Gannes first appeared in LSA Magazine in 2006, after she completed a summer internship teaching English in Tanzania. She’d just started what she originally named the Yatima Project — “yatima” being the Swahili word for orphan — that aimed to use chickens to sustainably provide food and funding for multiple Tanzanian orphanages.
“I built the first three chicken coops and realized they were nicer than the homes where the kids were living or the schools they were attending,” Gannes says. So she scaled up: She raised more money, bought two acres of land, and built a building to house a joint primary school and community center. In 2007, the Olevolos Project was born, benefiting some of the neediest children in the small village of Olevolos.
Over the next five years, the Olevolos Project grew. At its height it employed 10 local Tanzanian staff to run myriad programs from a nursery school to an adolescent girls’ group to a livestock and agriculture project. Gannes has scaled down the broad range of programs to focus on creating an environment that provides 24-hour care and a good education.
Today, Olevolos gives 23 children, nearly all of whom are orphans, the chance to go to a private school 45 minutes outside the village. It also provides whatever additional support the students need, including food, uniforms, tutoring, books, and a community of caring supporters.
It’s critical work in a country beset with issues, from corruption to a lack of infrastructure to widespread poverty. In the 1990s, Tanzania’s education reforms made primary school available to everyone, but it didn’t create provisions for about half of the nation’s children whose families could not afford the mandatory fees for uniforms or books. Gannes says that more than half of students in Tanzania never make it through primary school. But Gannes is confident that she can, with help, get all 23 Olevolos kids through primary and secondary school.
Gannes is working to meet these objectives while also carrying out a full-time day job. Until April 2014, she worked as a Partnerships Officer at Girl Up, a United Nations campaign headquartered in Washington, D.C. Girl Up encourages American girls to fundraise, advocate for, and teach others about the issues adolescent girls face globally, such as child marriage, teen maternal death rates, and access to education. She's now working as a Development Officer at Silicon Valley Community Foundation.
“The principle behind Olevolos and Girl Up are similar,” says Gannes. “Investing in kids’ education makes a big difference to everyone in the community. Girl Up gives me the chance to do this work on a broad scale; in Olevolos I see it play out with kids I know.”

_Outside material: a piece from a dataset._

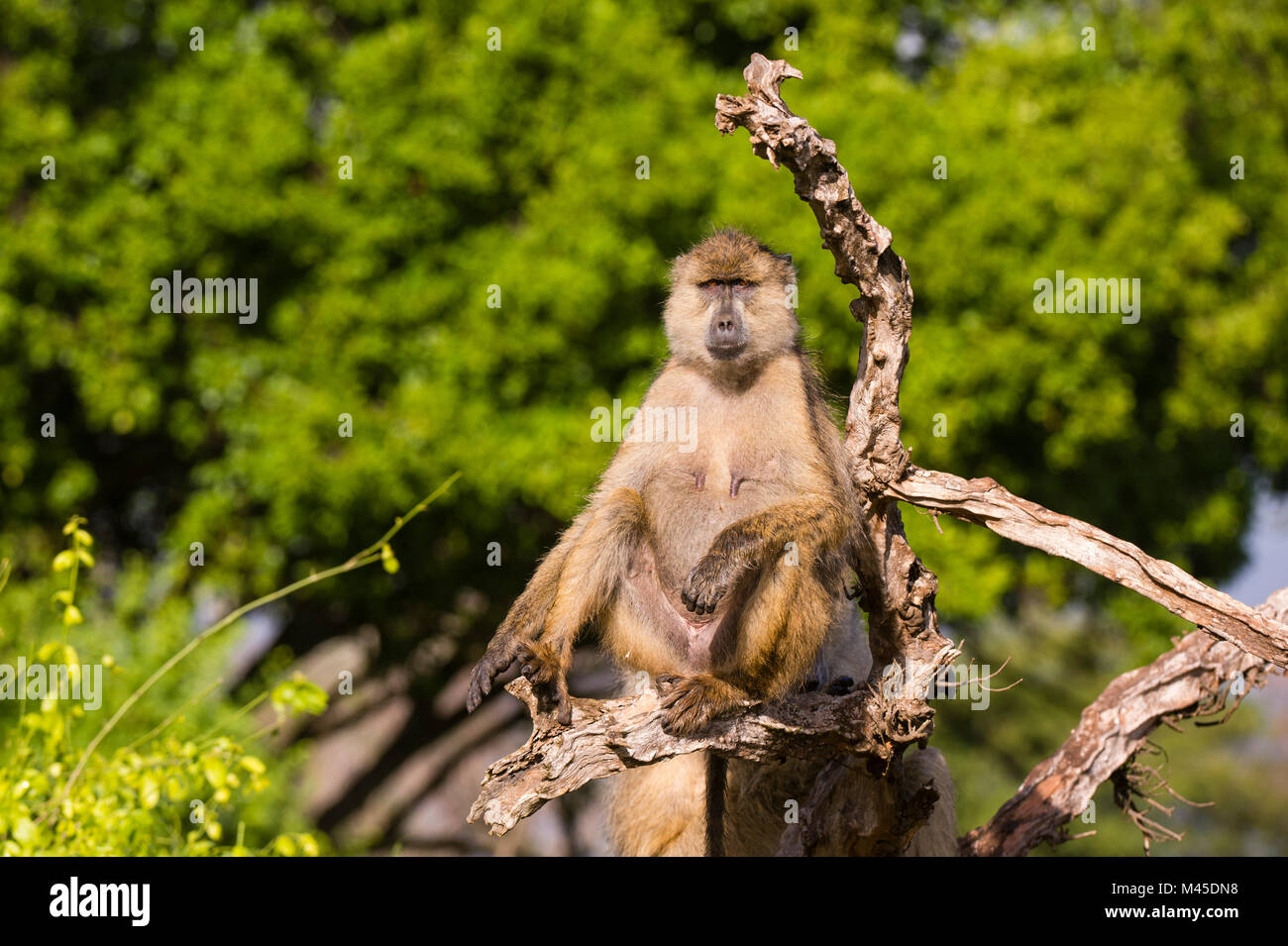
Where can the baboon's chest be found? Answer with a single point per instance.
(728, 476)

Each year, Gannes makes one or two trips back to Olevolos. Between visits, the Olevolos Project’s on-site director oversees day-to-day operations and talks to Gannes over Viber (video chat) two or three times per week, depending on what’s happening on the school calendar. Last summer, Gannes designed and led an Olevolos Camp, taking the kids canoeing, camping, and on a safari.
Gannes also fundraises, helping connect donors to the kids they support. Equally as important, she connects the kids to the broader world where their dreams of becoming a pilot or a safari guide are possible, supported, and nurtured.

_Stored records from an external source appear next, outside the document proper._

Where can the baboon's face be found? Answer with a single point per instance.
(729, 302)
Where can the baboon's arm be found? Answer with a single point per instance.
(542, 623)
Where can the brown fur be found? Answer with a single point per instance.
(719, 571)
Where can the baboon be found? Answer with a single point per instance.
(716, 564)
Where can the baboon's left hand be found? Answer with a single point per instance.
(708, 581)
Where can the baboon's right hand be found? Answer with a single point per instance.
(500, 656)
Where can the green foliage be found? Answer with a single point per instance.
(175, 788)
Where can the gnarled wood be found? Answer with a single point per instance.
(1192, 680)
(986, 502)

Since graduating from LSA, Gannes has received two master’s degrees — one in international development and human security from Tufts, and one in education from Harvard — but it was the help and support of friends at the University of Michigan that launched her global and nonprofit experiences.

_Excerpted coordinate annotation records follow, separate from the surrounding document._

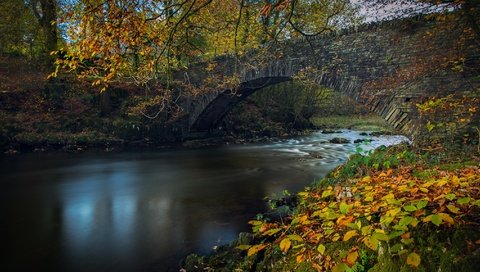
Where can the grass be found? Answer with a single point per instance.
(368, 122)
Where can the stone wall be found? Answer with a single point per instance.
(389, 67)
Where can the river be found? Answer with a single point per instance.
(146, 210)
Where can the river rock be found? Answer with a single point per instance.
(357, 141)
(330, 131)
(338, 140)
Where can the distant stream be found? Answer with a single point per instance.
(146, 210)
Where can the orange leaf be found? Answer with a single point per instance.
(413, 259)
(352, 258)
(349, 235)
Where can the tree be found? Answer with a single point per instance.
(467, 10)
(19, 30)
(147, 40)
(46, 13)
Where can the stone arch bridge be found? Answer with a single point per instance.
(389, 67)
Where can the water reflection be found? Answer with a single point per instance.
(145, 211)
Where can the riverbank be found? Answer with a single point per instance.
(397, 209)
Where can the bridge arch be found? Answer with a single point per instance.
(218, 108)
(383, 68)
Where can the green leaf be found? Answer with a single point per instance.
(405, 221)
(243, 247)
(463, 200)
(413, 259)
(395, 234)
(271, 232)
(450, 197)
(435, 219)
(285, 244)
(326, 193)
(410, 208)
(422, 204)
(453, 209)
(371, 242)
(343, 208)
(254, 249)
(321, 248)
(341, 267)
(295, 237)
(380, 236)
(396, 248)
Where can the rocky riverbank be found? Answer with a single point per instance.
(425, 226)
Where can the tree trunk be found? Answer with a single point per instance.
(46, 13)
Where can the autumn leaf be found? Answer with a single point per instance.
(285, 244)
(371, 242)
(352, 258)
(321, 249)
(349, 235)
(413, 259)
(243, 247)
(256, 248)
(341, 267)
(434, 218)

“Our first [Olevolos] benefit was at the Michigan Theater — filled with Michigan students and professors and Ann Arbor families. The Michigan community has always provided our biggest fans.
“I hope it always will be that way,” she says. “I hope Michigan will always support our work, inspire us, and encourage us. Michigan is a huge part of Olevolos. I even painted the buildings [in Tanzania] maize and blue.”